Vale anche la pena di osservare – perchè non è un aspetto da poco – che gran parte della saggistica tecno-pessimista (e delle posizioni che ha generato, in modo diretto o indiretto) proviene da autori che non sono di formazione tecnologica, e che tendono a diagrammare la questione senza conoscere l’effettivo stato dell’arte – senza neanche volerlo conoscere, a volte. Conoscerlo sarebbe essenziale, del resto, per avere un’idea di quantificazione anche grossolana del rischio, cosa su cui qualsiasi autore glissa e non sarebbe in grado di suggerire se il rischio sia 10, 100 o 1000: ci si limita a ridurlo ai minimi termini per superficialità, in certi casi, oppure al contrario a esacerbarlo, a volte per scopi di clickbait. Quanti articoli vi è capitato di leggere sul tema del tecno-pessimismo che raccontavano di IA pronte a schiacciare il genere umano, salvo poi rendersi conto che quella tecnologia era ancora in corso di sviluppo, era solo una speculazione di qualche guru o miliardario di turno, oppure non era ancora nemmeno stata messa in atto?
Scriveva Theodore John Kaczynski (giornalisticamente parlando: Unabomber) nel 1995:
Il continuo sviluppo della tecnologia peggiorerà la situazione.
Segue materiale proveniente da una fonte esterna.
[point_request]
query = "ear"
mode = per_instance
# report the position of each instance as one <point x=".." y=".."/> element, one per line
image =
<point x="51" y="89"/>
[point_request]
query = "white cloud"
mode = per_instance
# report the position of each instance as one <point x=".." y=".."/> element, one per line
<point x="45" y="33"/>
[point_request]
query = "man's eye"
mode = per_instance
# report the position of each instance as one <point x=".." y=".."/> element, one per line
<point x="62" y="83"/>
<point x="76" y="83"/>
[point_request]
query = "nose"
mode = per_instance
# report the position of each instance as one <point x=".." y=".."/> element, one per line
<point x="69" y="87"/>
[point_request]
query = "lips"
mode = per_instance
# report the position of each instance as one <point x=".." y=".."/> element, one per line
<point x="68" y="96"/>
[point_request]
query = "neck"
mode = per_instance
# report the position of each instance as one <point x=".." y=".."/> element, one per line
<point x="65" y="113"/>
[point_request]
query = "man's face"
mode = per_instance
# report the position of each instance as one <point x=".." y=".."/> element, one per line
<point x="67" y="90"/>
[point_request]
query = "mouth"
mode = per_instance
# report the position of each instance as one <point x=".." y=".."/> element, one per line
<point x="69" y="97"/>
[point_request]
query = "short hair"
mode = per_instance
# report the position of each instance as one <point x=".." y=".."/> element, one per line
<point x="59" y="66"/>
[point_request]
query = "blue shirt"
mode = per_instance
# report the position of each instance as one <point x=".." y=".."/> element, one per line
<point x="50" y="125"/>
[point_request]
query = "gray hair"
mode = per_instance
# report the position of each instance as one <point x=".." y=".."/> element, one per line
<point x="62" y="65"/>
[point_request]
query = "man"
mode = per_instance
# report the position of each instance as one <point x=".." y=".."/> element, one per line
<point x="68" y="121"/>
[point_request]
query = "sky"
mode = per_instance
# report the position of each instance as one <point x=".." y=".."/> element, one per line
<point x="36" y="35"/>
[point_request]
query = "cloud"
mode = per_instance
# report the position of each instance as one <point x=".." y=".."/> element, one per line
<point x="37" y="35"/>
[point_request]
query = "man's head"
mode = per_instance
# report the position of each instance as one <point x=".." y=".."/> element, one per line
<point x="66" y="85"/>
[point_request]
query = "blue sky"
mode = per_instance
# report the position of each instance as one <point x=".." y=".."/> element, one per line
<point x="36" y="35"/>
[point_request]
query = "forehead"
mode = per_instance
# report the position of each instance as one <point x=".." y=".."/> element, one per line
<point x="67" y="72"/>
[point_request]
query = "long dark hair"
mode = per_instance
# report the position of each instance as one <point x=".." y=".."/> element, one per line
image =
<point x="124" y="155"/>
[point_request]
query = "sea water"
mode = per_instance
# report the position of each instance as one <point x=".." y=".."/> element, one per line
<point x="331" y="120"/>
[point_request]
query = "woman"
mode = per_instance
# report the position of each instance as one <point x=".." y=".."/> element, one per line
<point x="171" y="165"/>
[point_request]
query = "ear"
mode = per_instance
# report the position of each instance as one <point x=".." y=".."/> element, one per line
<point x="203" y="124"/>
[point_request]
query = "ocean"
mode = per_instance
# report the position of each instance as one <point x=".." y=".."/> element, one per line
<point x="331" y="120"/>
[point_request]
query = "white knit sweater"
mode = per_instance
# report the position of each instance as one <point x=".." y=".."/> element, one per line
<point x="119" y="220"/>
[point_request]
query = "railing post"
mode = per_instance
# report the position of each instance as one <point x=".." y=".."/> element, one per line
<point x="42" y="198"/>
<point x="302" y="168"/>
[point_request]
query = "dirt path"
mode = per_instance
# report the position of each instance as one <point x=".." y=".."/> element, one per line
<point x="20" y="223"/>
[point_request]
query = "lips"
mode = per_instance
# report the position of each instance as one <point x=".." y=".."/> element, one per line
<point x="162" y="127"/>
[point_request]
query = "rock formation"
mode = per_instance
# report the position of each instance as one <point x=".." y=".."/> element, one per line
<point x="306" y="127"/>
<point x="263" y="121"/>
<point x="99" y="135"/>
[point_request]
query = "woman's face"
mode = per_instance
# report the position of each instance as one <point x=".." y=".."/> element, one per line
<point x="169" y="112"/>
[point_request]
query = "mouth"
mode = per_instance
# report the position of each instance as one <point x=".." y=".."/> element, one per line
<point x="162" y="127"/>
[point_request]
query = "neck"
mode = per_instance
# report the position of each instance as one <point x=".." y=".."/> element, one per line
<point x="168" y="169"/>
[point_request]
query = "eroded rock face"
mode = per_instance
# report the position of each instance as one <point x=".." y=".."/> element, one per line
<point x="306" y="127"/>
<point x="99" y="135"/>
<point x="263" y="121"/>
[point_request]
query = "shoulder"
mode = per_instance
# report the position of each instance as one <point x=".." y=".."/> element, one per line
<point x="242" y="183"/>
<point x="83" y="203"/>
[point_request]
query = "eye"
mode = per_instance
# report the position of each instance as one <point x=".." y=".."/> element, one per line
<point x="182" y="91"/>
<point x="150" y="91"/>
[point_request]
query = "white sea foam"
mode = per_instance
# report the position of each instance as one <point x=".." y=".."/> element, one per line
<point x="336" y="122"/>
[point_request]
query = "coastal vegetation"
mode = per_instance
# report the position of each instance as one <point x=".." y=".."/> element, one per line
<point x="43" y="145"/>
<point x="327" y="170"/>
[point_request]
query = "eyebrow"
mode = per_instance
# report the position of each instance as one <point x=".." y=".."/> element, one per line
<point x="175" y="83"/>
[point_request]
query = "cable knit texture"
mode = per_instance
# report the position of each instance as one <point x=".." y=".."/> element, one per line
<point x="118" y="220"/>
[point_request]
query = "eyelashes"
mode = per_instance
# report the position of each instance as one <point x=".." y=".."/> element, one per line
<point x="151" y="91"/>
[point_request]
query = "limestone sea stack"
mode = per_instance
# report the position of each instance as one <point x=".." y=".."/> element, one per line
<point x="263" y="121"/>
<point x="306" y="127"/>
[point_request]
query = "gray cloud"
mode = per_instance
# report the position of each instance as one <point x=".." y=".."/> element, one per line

Essa sicuramente sottometterà gli esseri umani a trattamenti sempre più abietti, infliggerà al mondo naturale danni sempre maggiori, porterà probabilmente a una maggiore disgregazione sociale e sofferenza psicologica e a incrementare la sofferenza fisica in paesi “sviluppati.
Sia pure tenendo conto della sua biografia – dalla quale ovviamente non si può prescindere – è difficile dare totalmente torto a quelle affermazioni, che costituiscono forse uno dei testi più celebri in ambito anti-tecnologico. Una posizione tutt’altro che minoritaria, oggi, grottescamente anche sugli stessi social, dove in molti sembrano richiamarsi a quelle idee riuscendo, vale la pena puntualizzarlo, a tenerne fede solo in parte. Forse perchè il dado è già tratto da anni, e le nuove tecnologie sono già parte di noi, innestate nel nostro organismo come in un racconto di Gibson. Anche qui al netto degli stereotipi e di ciò che suggerisce l’intuito, la rivoluzione prefigurata da Kaczynski non sarebbe stata per forza violenta, da quello che desumiamo nei suoi scritti: il suo obiettivo (citiamo) sarà quello di rovesciare non i governi, ma i principi economici e tecnologici. O forse, come ha suggerito Giorgio Ruffolo non è la tecnologia che andrebbe demonizzata, bensì i principi economici che la regolamentano.
Il problema non è di agevole soluzione e quel che è peggio, a conti fatti, è che il tecno-pessimismo non è una posizione nè minoritaria nè agevole da smontare come fosse una bufala qualsiasi. Un problema c’è, risiede nel rimosso di ognuno di noi, e stiamo probabilmente tardando il momento di affrontarlo a dovere. Riprendere a considerare le tecnologie come mezzi e non come fini, ad esempio, può essere una potenziale piccola strategia per cominciare.